Lost In Time (Blue Bloods Novel)

“Yes, but you’re not.” His eyes came alive, and before Bliss could blink, the boy had wrapped his fist around her neck and pinned her to the floor, locking his knees against her waist and keeping her arms away from her body. His shackles, Bliss could see now, had not been locked.

“Who are you?” she asked, spitting out the words with difficulty, recoiling from the boy’s grip around her neck. She wondered if she could reach into her jean pocket to stab him with the hidden blade she always kept there.

“I think the correct question is, who are you? You’re in our territory.” His voice was low and musical, friendly.

“I don’t know what you mean.”

“We don’t like the likes of you here. You smell like the glom,” he said, and she knew he meant that she was not quite human; that somehow, he could sense her formerly immortal stature, when she had once been an angel of fire.

“You know about the glom?” Bliss asked.

The boy laughed. “We hunt in the glom. We are the Abyssus Praetorium.”

Bliss startled. She’d heard the term before. The Guards of the Abyss. Also known as the Praetorian Guard. An image flashed in her mind. She saw the Visitor—Lucifer—her father—standing inside an elaborate palace, surrounded by magnificent columns of gold. A cast of thousands was gathered around his court. Was this Rome? Or ancient Egypt? She couldn’t tell. Lucifer stood at the top of a marble staircase, looking down at a creature of exquisite beauty. It was a man, but he was taller than a human male, with a certain otherworldly magnificence, wild-eyed and ferocious.

The image did not come from her memory but from Lucifer’s. When she had been captive to his spirit, when he had taken over her soul, fragments of his memories had drifted into her consciousness. Triggered by random events, memories she’d never had would suddenly pop into her mind. So. The Visitor knew these creatures. She closed her eyes to recall the scene once more. She could hear Lucifer speak. The language was unfamiliar, its words harsh and convoluted, but she knew she could speak them as if they were her own.

“Release me!” she cried, just as the boy’s hand tightened on her throat. The room froze and from the other side of the door, the beast howled. Then the boy’s grip eased and he fell away, staring at her in amazement and confusion, as if he could not quite understand why he had let her go.

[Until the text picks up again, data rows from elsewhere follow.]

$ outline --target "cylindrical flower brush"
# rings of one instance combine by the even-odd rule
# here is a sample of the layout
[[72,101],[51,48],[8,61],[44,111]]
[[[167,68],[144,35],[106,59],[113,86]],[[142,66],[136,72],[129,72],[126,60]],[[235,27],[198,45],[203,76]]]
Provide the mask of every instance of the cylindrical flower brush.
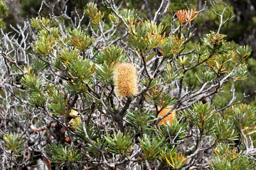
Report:
[[[170,112],[172,108],[172,107],[170,107],[164,109],[160,112],[158,117],[159,117],[164,116],[166,114]],[[168,121],[170,124],[172,125],[172,121],[175,119],[176,116],[176,111],[174,109],[172,111],[171,114],[160,121],[158,124],[160,125],[162,123],[164,123],[164,124],[166,124],[167,121]]]
[[[72,116],[75,116],[77,115],[78,113],[77,112],[72,109],[69,113],[69,115]],[[78,125],[81,124],[81,118],[80,117],[77,117],[71,119],[68,123],[72,125],[73,128],[76,129],[77,128]]]
[[116,64],[113,71],[115,91],[119,97],[136,95],[139,91],[139,76],[137,68],[133,64],[124,63]]

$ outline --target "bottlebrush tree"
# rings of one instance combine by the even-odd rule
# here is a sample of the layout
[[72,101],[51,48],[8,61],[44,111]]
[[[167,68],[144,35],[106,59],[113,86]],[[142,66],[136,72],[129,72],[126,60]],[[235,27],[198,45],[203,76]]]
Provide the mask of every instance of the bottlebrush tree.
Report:
[[[1,29],[2,168],[254,168],[256,108],[242,103],[245,94],[236,100],[234,87],[248,75],[251,48],[234,49],[220,33],[233,18],[223,18],[225,7],[213,11],[217,32],[192,46],[206,2],[174,11],[163,0],[148,19],[92,3],[82,16],[75,9],[77,20],[65,4],[56,16],[44,2],[15,35]],[[50,18],[40,15],[45,6]],[[229,99],[213,103],[226,83]]]

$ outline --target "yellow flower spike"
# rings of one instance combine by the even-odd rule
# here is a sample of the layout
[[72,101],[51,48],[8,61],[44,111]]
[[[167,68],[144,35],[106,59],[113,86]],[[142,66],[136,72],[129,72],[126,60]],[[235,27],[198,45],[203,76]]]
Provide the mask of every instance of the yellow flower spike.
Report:
[[137,68],[129,63],[117,64],[113,70],[115,90],[119,97],[132,97],[139,92]]
[[[162,116],[164,115],[165,114],[169,112],[172,108],[172,107],[167,108],[163,109],[158,115],[158,117]],[[160,125],[162,123],[164,123],[164,124],[166,123],[167,121],[169,121],[169,122],[171,125],[172,123],[172,121],[175,119],[175,117],[176,116],[176,111],[174,110],[172,113],[167,116],[166,117],[159,122],[158,124]]]
[[[69,113],[69,115],[71,116],[75,116],[78,114],[78,112],[74,110],[71,109]],[[73,128],[75,129],[78,127],[78,125],[82,123],[81,118],[80,117],[77,117],[76,118],[72,119],[68,123],[69,124],[71,125]]]

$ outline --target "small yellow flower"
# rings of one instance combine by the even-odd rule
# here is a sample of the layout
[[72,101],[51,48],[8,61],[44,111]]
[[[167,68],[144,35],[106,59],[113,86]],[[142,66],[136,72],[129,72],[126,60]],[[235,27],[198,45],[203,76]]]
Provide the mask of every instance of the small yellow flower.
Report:
[[119,96],[131,97],[138,94],[139,76],[137,68],[133,64],[116,64],[114,67],[113,77],[115,90]]
[[[160,112],[159,115],[158,115],[158,117],[162,116],[165,115],[166,114],[170,111],[172,108],[171,107],[168,107],[164,109],[162,111]],[[169,121],[170,124],[171,125],[172,123],[172,121],[175,119],[175,117],[176,116],[176,111],[175,110],[173,110],[171,114],[168,115],[166,117],[159,122],[158,124],[160,125],[162,123],[164,123],[164,124],[166,124],[167,121]]]
[[[78,114],[78,112],[74,110],[71,109],[69,113],[69,115],[72,116],[75,116]],[[72,119],[68,123],[69,124],[71,125],[72,127],[74,129],[76,129],[78,127],[78,125],[82,123],[81,118],[80,117],[77,117],[76,118]]]

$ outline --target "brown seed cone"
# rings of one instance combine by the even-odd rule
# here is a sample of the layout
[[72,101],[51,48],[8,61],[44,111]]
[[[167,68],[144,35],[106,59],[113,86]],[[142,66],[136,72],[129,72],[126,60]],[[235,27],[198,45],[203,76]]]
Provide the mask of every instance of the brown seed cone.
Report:
[[137,69],[132,63],[116,64],[113,70],[113,81],[115,90],[119,97],[130,97],[139,91],[139,76]]
[[[158,117],[159,117],[164,115],[165,114],[169,112],[172,108],[170,107],[170,108],[167,107],[167,108],[163,109],[162,111],[160,112]],[[164,123],[164,124],[165,124],[167,121],[168,121],[170,124],[171,125],[172,123],[172,121],[175,119],[175,117],[176,117],[176,111],[174,110],[172,111],[171,114],[160,121],[158,124],[160,125],[162,123]]]

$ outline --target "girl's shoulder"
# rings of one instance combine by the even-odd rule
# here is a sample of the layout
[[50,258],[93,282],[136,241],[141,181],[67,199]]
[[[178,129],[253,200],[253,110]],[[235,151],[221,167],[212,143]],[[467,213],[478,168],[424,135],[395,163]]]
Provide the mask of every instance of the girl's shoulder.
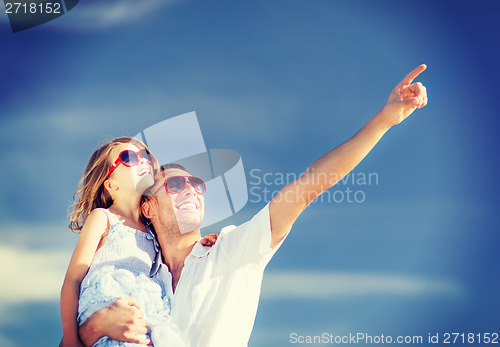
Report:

She was as she shocked as he was, but she didn’t have any time to lose. In one fluid motion, Bliss rolled away and bolted from the room, catching her balance before she slipped in a puddle of blood. She wrenched the knife from the freezer door and ran through the doorway and back out into the shop.

What just happened? She had tracked the creature for weeks, and now suddenly it seemed that she was the one who was being pursued. Had Lucifer sent the creature to lure her here? Was he somehow able to reach her once more? Was the boy working for him? How could Allegra have led her to this hellhole? Was everything she had been told and everything she believed nothing but a lie?

Bliss pushed against the front door, surprised to find it was locked. She had purposefully left it open when she’d entered. Who had locked it? She kicked at the jamb, splitting it in two and throwing glass out onto the street. She flung the door open and skidded out onto the sidewalk. Tiny shards of glass dug into her shoes as she stumbled across the pavement toward her car. She heard the slap of running footsteps behind her, but she didn’t turn. Grabbing the keys out of her pocket, she wrestled the door open, slid into the driver’s seat, and fired the engine. She looked ahead of her, and then behind. She was parked in from both sides, the other cars mere inches away from hers. There was no way she could get out without doing damage to either vehicle, or her own. It was obviously a trap. She’d just have to smash her way out. She floored the gas pedal, and slammed into the car in front of her. It moved, but barely.

She slammed on the gas again, this time throwing the car into reverse, and plowed directly into the car behind her, causing a sickening crunch of metal against metal as the back end of her car crunched like an accordion and her taillights exploded in a shower of plastic and dust. She threw the car back into drive and pancaked the rear bumper of the car in front of her. Her own car popped up on the curb—that was more like it— allowing her to twist her way out from between the two cars that had trapped her in front of the butcher shop.

Sweat dripped from her forehead and into her eyes. She blinked, feeling dizzy. She was human now, and despite her strength, she would have to get used to her new limitations.